Debord uses the material produced by the spectacle not so much to denounce it or criticize it, but to do something else together with it, for something else to happen. He produces a double of the spectacle where the images are subtracted from a spectacular logic: dancing girls playing with their bras are cut out from the consequentiality that makes them dance for us to buy a bra. In Debord’s film they are as beautiful and seductive as before, but now they are beautiful for no reason, the seduce us for nothing.
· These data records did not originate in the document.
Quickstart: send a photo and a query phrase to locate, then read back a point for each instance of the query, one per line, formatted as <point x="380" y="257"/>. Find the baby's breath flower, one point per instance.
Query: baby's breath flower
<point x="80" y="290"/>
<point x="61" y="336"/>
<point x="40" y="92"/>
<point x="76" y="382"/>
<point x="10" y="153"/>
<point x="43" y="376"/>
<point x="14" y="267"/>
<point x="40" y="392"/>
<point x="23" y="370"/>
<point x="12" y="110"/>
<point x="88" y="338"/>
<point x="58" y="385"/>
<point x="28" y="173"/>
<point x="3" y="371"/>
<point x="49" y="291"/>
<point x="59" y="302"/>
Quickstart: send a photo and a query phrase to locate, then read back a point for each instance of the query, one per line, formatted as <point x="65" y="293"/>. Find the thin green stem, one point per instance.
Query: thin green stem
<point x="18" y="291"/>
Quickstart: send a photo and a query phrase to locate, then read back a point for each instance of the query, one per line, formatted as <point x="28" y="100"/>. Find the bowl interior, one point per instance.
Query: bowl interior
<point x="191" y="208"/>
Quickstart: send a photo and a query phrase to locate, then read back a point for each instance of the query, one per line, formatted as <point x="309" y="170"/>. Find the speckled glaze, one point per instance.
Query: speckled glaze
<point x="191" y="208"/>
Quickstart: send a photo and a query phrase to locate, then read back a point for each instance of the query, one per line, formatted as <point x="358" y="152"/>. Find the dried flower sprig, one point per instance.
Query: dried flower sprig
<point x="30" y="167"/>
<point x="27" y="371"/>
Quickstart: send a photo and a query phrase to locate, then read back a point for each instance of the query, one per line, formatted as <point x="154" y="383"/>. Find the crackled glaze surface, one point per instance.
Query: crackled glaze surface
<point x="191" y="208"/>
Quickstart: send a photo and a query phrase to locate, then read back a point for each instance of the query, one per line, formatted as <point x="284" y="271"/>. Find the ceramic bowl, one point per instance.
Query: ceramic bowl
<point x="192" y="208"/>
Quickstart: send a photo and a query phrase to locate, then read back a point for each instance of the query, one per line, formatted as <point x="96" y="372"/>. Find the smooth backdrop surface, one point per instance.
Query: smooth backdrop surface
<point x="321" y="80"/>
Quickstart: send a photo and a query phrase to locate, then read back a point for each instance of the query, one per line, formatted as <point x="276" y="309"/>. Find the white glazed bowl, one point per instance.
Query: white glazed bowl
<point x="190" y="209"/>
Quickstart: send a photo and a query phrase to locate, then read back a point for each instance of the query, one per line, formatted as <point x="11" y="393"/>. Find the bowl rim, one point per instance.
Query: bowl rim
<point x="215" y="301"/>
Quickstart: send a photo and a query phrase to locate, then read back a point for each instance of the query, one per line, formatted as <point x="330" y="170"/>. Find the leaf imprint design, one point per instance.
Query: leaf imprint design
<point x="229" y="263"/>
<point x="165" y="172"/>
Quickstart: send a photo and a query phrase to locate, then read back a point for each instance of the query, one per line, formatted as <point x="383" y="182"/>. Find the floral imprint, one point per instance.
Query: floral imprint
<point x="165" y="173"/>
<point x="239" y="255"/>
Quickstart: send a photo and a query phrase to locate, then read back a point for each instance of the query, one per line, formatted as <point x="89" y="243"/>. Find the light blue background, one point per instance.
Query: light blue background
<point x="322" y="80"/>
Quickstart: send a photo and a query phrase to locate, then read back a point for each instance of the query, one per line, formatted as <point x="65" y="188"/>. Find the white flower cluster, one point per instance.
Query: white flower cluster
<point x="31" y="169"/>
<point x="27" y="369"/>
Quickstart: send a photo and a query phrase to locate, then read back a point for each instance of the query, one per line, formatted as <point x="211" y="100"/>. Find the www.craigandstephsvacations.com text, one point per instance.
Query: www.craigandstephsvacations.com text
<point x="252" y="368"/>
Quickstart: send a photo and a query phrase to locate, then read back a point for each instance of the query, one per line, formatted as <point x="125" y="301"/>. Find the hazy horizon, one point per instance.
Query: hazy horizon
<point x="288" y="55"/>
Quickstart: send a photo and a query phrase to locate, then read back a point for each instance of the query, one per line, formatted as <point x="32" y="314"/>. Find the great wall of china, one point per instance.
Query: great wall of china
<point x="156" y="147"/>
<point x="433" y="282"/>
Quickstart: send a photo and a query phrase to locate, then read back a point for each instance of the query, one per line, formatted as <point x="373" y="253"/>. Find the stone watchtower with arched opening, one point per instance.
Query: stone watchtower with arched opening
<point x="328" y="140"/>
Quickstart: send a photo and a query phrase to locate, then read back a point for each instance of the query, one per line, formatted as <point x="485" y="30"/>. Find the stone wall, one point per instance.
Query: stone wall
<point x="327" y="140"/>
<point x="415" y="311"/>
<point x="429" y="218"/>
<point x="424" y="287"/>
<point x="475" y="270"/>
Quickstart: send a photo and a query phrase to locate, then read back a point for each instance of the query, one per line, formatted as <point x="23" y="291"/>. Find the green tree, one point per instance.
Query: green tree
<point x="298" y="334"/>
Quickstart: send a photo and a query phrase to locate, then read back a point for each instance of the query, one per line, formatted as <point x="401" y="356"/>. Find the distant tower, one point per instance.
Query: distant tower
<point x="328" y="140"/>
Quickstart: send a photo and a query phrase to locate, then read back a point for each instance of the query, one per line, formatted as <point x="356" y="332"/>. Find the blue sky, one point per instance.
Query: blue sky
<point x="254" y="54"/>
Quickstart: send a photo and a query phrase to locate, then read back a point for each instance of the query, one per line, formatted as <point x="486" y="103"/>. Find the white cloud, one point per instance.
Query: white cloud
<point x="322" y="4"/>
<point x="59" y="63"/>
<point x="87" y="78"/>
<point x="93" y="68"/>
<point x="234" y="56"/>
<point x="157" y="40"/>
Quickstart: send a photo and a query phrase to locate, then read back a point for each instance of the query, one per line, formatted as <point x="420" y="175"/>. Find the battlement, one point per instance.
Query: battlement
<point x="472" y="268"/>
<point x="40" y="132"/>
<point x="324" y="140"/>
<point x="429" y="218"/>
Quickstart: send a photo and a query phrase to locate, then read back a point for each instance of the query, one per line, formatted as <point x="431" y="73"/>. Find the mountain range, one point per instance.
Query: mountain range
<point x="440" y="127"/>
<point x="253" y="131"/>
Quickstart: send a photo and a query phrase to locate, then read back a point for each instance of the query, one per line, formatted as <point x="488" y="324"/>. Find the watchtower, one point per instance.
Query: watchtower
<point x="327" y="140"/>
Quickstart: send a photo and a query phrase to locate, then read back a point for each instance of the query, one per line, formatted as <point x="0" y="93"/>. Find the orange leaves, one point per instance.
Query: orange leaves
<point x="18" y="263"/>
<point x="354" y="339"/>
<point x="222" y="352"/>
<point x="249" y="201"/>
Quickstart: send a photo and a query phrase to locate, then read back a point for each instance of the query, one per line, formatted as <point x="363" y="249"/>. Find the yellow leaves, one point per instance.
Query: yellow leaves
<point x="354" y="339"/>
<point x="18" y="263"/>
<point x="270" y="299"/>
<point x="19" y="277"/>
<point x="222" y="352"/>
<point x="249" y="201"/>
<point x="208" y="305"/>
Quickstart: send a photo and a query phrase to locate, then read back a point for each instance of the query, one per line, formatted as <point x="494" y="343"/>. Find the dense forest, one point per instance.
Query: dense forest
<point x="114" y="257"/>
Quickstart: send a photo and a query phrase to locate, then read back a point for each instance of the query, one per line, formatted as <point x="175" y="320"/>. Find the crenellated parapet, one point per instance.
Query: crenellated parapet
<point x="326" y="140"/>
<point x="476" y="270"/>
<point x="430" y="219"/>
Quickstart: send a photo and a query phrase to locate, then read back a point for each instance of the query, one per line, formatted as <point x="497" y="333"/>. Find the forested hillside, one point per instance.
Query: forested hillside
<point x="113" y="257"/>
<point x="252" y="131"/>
Agamben himself takes the last film by Debord as an example of his cinema, and he makes a reading of it in terms of messianic redemption: the spectacle produced through the media gets redeemed by Debord’s cinema. This redemption falls back into the very logic of ends, of finality, that Agamben rejects. [8] Debord’s repetition is not messianic, it is passionate, it is a doubling where your performing self looses the sense of a positive / negative, love / hate distinction, in such a way that a suspension, the safety of a balance, becomes impossible. I drag my enemy into the dust of my own desertification. We rub against each other, so that we both start crumbling to dust.
In his autobiographical film Debord, beside using spectacular material, adds other images that he shoots himself: the periphery of Venice taken from a boat, and photographs of himself. Not only this, in In girum Debord “dresses himself up” with the costumes of Hollywood heroes. The film starts with images taken from a Zorro film, whilst Debord’s voice proposes “to substitute the futile adventures narrated by cinema with the examination of an important subject: myself”. And we watch Zorro in the company of a dying man who says: “before dying can I know who you are?”. Zorro sends away the others and takes his mask down, but we are not allowed to see Zorro’s / Debord’s face.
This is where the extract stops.